Every so often, you’ll have certain things you’d like to configure site-wide. Not quite a feature flag as we don’t want to control a full feature, but something helpful to be able to let admins control. They might cover many aspects of the system, and you might have a few, too, so holding them together in one place is helpful.
You could use environment variables for some of these (and sometimes that might be appropriate), but that can be error-prone (what if you set the wrong type for a value?) and restrictive for who might want to change the value.
With Administrate and some model tricks, we can implement a dashboard accessible to admin users and lean on the singleton pattern to provide a nice way to access and allow us to validate configuration values.
A configuration singleton
A singleton is a class we can have only one instance of, so calling it will give us back the same object each time (creating it, if necessary, the first time). In this case, we’ll have only one record and referring to it will mean we retrieve the same record each time.
There are some tradeoffs with singletons, as their global nature can make things hard to test because they couple state in different areas of code, but for occasional use, it’s a helpful pattern.
To start with, a migration:
class CreateConfigurations < ActiveRecord::Migration[7.0]
def change
create_table :configurations do |t|
t.integer :example_attribute, default: 45, null: false
t.timestamps
end
end
end
We want a default value here to simplify our model later on. Ensuring it can’t be null avoids some error cases too. Then, our model:
class Configuration < ApplicationRecord
before_create :check_for_existing
before_destroy :check_for_existing
def self.load
config = Configuration.first
if config.nil?
config = Configuration.create
end
config
end
private
def check_for_existing
raise ActiveRecord::RecordInvalid if Configuration.count >= 1
end
end
Of course, a test:
require "rails_helper"
FactoryBot.define do
factory :configuration do
example_attribute { 45 }
end
end
RSpec.describe Configuration do
it "has a valid factory" do
expect(build(:configuration)).to be_valid
end
it "does not allow another record to be created" do
create(:configuration)
config_2 = build(:configuration)
expect(config_2.save).to be_falsey
end
it "does not allow destruction of the record" do
config = create(:configuration)
expect do
config.destroy
end.to raise_error(ActiveRecord::RecordInvalid)
end
describe ".load" do
context "when a configuration record exists" do
it "returns it" do
config = create(:configuration)
expect(described_class.load).to eq(config)
end
end
context "when a configuration doesn't yet exist" do
it "creates and returns a new one" do
config = described_class.load
expect(config).to be_a(Configuration)
end
end
end
end
We end up with a database table called configurations
, then our matching
Configuration model.

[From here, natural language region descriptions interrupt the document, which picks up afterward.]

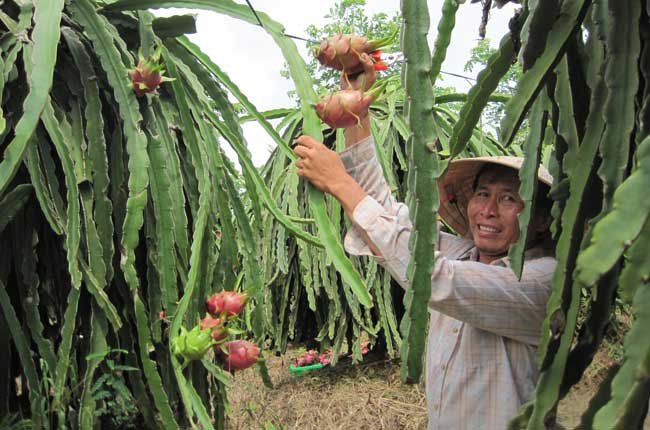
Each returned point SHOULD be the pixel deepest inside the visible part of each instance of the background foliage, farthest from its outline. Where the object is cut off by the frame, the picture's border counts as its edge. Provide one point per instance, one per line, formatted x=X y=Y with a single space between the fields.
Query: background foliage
x=113 y=207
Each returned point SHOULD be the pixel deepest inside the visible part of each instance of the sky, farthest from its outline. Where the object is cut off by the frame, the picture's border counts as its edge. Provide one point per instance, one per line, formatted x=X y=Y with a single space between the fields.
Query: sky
x=253 y=61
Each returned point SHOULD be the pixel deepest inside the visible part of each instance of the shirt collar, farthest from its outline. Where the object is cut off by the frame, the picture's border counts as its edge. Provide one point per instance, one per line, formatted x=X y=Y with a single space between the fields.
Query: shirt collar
x=535 y=252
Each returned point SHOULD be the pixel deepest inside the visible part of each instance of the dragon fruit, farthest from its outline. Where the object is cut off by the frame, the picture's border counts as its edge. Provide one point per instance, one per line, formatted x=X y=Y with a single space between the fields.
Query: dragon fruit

We create a class method to facilitate loading, which
ensures we have a record, then lean on before_create
/before_destroy
to
ensure we don’t accidentally create another record (or destroy our current
one).
Creating an Administrate dashboard
Assuming you’ve already configured administrate, we can create a new dashboard:
rails g administrate:dashboard configuration
The dashboard, once trimmed down, is very conventional. We just override the
display_resource
method to always show “Configuration” as a string:
require "administrate/base_dashboard"
class ConfigurationDashboard < Administrate::BaseDashboard
ATTRIBUTE_TYPES = {
id: Field::Number,
example_attribute: Field::Number,
created_at: Field::DateTime,
updated_at: Field::DateTime
}.freeze
COLLECTION_ATTRIBUTES = %i[
id
created_at
updated_at
].freeze
SHOW_PAGE_ATTRIBUTES = %i[
example_attribute
updated_at
].freeze
FORM_ATTRIBUTES = %i[
example_attribute
].freeze
def display_resource(configuration)
"Configuration"
end
end
In the controller we need to do a few more things:
module Admin
class ConfigurationsController < Admin::ApplicationController
def index
redirect_to admin_configuration_path(find_resource)
end
def find_resource(*)
::Configuration.load
end
end
end
Administrate controllers use find_resource
to fetch the relevant record
(usually based on the path) but here, we’ll use our .load
method. We
redirect from the index to our model, mainly to make the route helpers nicer to
use as it’s more straightforward to refer to.
Finally, set the routes:
namespace :admin do
resources :configurations, only: [:index, :show, :edit, :update]
end
I implemented this over four months before writing this, and it’s worked very well. It’s helped us provide a clear place to put the few configuration options we have; for the more complex ones, we can also provide validations. Because most of Administrate is straightforward in its implementation, implementing cases like this doesn’t become complicated.